Pictured from right to left: Johnmark Oudersluys, Executive Director of CityLink Center, Rev. Noel Julnes-Dehner, Filmaker of ‘The Right Track’, Matt Joyce, Director of Strategic Partnerships for CEO, Grant Doepel, 4/7 Ministries, Felicia Johnson, CityLink Client and Nehemiah Manufacturing Employee, Michael Taylor, Operations Director for Nehemiah Manufacturing
CityLink recently hosted its first CityLink Conversation around the topic of returning citizens and recidivism. A common theme of the discussion revolved around the significant challenges and barriers people face in finding employment. And a lack of employment is often one of the biggest drivers behind recidivism, compromising the potential success for those reentering society.
The discussion was led by experts from local and national community organizations that tackle the issue of recidisvm, second chance employment and other resources geared at supporting one of our most vulnerable populations. Panel members included Michael Taylor, Operations Manager from Nehemiah Manufacturing, Matt Joyce, Director of Strategic Partnerships from Center of Employment Opportunities (CEO), Grant Doepel Co-Founder of 4/7 Ministries, and CityLink and Nehemiah Manufacturing employee, client Felica Johnson.

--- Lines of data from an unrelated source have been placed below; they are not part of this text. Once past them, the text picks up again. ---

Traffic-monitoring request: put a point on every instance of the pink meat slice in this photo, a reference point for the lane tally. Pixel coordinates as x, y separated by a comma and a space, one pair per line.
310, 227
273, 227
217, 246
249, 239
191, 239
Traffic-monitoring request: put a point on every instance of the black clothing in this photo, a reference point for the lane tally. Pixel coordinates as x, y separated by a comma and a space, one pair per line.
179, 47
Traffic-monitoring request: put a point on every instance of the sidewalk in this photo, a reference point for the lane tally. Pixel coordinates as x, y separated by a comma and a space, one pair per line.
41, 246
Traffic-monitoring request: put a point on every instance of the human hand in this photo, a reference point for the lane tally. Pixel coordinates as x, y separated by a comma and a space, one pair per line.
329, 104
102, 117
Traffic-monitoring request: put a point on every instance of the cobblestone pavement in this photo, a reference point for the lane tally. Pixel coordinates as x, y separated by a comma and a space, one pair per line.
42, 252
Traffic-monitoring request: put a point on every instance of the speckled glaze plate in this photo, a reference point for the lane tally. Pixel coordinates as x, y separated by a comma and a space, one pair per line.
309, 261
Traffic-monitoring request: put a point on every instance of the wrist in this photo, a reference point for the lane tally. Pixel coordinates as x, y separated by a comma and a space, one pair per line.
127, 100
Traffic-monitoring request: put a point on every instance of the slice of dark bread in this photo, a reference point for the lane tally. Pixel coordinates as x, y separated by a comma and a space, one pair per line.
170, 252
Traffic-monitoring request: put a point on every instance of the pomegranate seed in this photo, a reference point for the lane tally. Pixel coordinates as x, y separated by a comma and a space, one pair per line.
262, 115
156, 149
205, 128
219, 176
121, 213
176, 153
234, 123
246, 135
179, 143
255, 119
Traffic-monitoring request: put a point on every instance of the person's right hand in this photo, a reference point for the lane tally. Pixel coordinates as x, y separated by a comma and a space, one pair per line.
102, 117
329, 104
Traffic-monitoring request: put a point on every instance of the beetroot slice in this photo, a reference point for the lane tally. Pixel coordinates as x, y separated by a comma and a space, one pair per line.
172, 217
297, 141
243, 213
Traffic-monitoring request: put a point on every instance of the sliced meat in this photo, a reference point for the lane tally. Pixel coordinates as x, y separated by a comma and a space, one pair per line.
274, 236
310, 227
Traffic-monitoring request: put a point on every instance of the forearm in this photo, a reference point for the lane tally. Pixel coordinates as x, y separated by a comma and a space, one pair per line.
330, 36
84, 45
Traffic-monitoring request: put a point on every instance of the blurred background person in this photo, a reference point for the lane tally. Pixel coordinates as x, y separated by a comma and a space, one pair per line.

The audience viewed “The Right Track” a documentary written and produced by Cincinnati native Reverend Noel Julnes – Dehner. Panelists and audience members shared about the effects of incarceration on families, mental health, the cycle of drugs and poverty, and second chance employment opportunities.
Emotions were raw as panel members spoke not only about barriers citizens face when leaving prison, but each recounted their own stories of triumph over early struggles and how they are extending their second chance to others. Johnson spoke of her time in jail and how she felt labeled by society:
“When you come out of those doors you have to start over and if your story is anything like mine where you have burned all your bridges with your family because of the choices you have made and the hurt you put on them and you have nowhere to go, you find yourself back in the same environment that you know because that’s the only way you know how to survive……Everybody who surrounds me now are God fearing people and that’s what got me here today, I know without God I wouldn’t be sitting here today.” – Felicia Johnson
Being judged by his past, Michael Taylor found himself being rejected at every turn. With no one willing to give him a chance, Michael’s perseverance and his desire to flourish beyond his mistakes grew with each obstacle:
“There was so many times I was really close to going back to the drugs and the lifestyle because that’s the only place I felt like I belonged because of my past indiscretions, and that’s when I found Nehemiah. I came to Nehemiah, I walked in the door and the owner was standing there and he shook my hand and said welcome. That gave my hope and it changed my life right then and there. I remember telling him that I was going to work hard and not lose my job, I’ll come in and work my butt off and do whatever they ask me too. I would have done anything because I didn’t have to lie, I was comfortable there. Working at Nehemiah I gained 7 promotions and became Operations Manager.” – Michael Taylor
Prisoners often attend church to renew faith, cope with the struggles of prison life, and begin on a positive life altering journey of redemption and forgiveness. When speaking about prison ministries and the need to invent something new to help combat recidivism, Grant Dopel talks of his involvement with other ministries and how he and his wife founded 4/7 Ministries.
“4/7 came to be because we saw a different need, there are many wonderful prison ministries that we have been a part of, and when you see the recidivism rate in this country of 49% half of the people who come out of prison go right back. We got to thinking, there are wonderful organization like ours that do good work on the inside, and other wonderful organization that help on the outside…..how do we bridge that gap? That’s what 4/7 became, let’s bring in people from our communities to meet those folks behind bars. That’s bringing in business owners, pastors, people of faith, people not of faith.” – Grant Doepel
Employment opportunities for citizens exiting prison has long been a both a necessity and struggle within local communities. Both Nehemiah Manufacturing and CEO have invested many resources into not only providing employment for those leaving prison, but also forming communities among their employees, creating the positive structured social relationships lacking behind bars. Matt Joyce speaks about CEO’s program structure and how it’s intended to help people gain long term employment through partnership.
“Our work is centered on transitional employment, we work with cities, states, apartments, Habitat for Humanity, a whole lot of people committed to going to the private sector and saying ‘would you be willing to give us work?’ Anything from doing roadside maintenance, construction, and basic labor. We work with people as they are coming out of prison, ideally within the first couple of weeks of them coming out. Its this idea that when you’re coming out of prison and you have an employer there saying I’ve got a job for you. People are getting paid everyday and it’s something they can take home to their family and know they are contributing. This makes a huge difference.” – Matt Joyce
CityLink is committed to partnerships that allow us to team with these awesome local organizations, with their expertise and our resources can effectively address this critical issue within our community and provide equal opportunity for all. The Center for Employment Opportunities will launch here in Cincinnati on April 14th.